Accompagner, mais pas trop

Ce journal d’un dénuement est une traversée de la souffrance. Certaines pages ne se lisent pas sans révolte. Faut-il vraiment en passer par là ? A cette question, Gabriel Ringlet n’apporte pas de réponse, ne croit pas qu’il y ait « une » réponse, « une » vérité.  Chaque jour,  il faut la réinventer:

« Une infirmière : Comment apprendre à accepter l’inacceptable ? »
« Moi : « Je ne sais pas. Faut-il apprendre ? Faut-il accepter ? »
« Toi : « Un jour et puis un jour… »

L’opération, le traitement, tout a été choisi délibérément, en connaissance de cause par cette femme que l’auteur accompagne. C’est sa réponse. Elle ne vaut que pour elle. Mais elle peut aider d’autres qui doivent passer par le même chemin. « Devant une telle souffrance, je demande le silence. Il n’y a rien d’autre à faire que se tenir là, au plus près, dans une sorte de solidité minérale. Et, à certains moments, une lumière peut apparaître là-dedans. Mais, en aucun cas, « Ceci est ton corps » n’est un éloge de la souffrance rédemptrice. Si certains voulaient le détourner à cette fin, cela me mettrait extrêmement en colère, affirme Gabriel Ringlet. Le chemin vers la mort est un étroit passage. Chacun doit l’emprunter comme il le peut… ».
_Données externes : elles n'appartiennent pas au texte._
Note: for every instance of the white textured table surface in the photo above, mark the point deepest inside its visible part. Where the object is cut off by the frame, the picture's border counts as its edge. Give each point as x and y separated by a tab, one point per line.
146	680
« Il y a plus d’une Sagesse. Toutes sont nécessaires au monde », écrit Marguerite Yourcenar dans « Les Mémoires d’Hadrien ». Cette conviction se trouve en filigrane dans ce « Journal d’un dénuement ». C’est pourquoi, l’auteur ose dire qu’il faut « accompagner, mais pas trop… ».

Grave et légère, la poésie

Yourcenar l’avait dit déjà, « tout moment est dernier parce qu’il est unique ».

Face à la mort, il fait silence sur la vie… Pour éclairer ce silence, la seule parole suffisamment légère, suffisamment grave, c’est celle de la poésie. « La poésie fait partie de ma vie concrète, toujours, partout. « Le livre de la pauvreté et de la mort » de Rilke est mon compagnon de chaque jour. Mais, ici, c’était plus fort. Au cœur de la maladie, pendant la traversée, la parole poétique était la seule accessible, la seule à rester intacte. La force de la poésie est d’être tellement ouverte, de n’apporter aucune réponse toute faite… Ainsi, elle est un formidable accompagnement dans le hurlement et dans la douceur, explique Gabriel Ringlet. Quand on ne sait plus à quoi se référer, ouvrir un poème est très fraternel. Et la Bible aussi est poésie. »

« Ceci est ton corps. Journal d’un dénuement » en appelle donc à la part fragile de chacun d’entre nous. Pour le lire, il faut accepter d’être silencieusement présent dans ce voyage d’une femme vers la mort, accepter son choix même s’il heurte le nôtre. Il faut accepter d’être confronté à notre propre finitude, à nos incertitudes, à nos espoirs, à nos refus, à nos chagrins et nos tendresses,… Il nous invite à « rêver sur les traces de nos disparus, les traces de leurs blessures, de leurs tendresses et de leurs rires, les traces de leurs combats inachevés et de laisser leurs traces faire leur chemin en nous. Sans être fasciné. Sans se laisser captiver. En restant capable de s’arracher. De rêver pour marcher à son tour, pour lutter. Pour continuer ».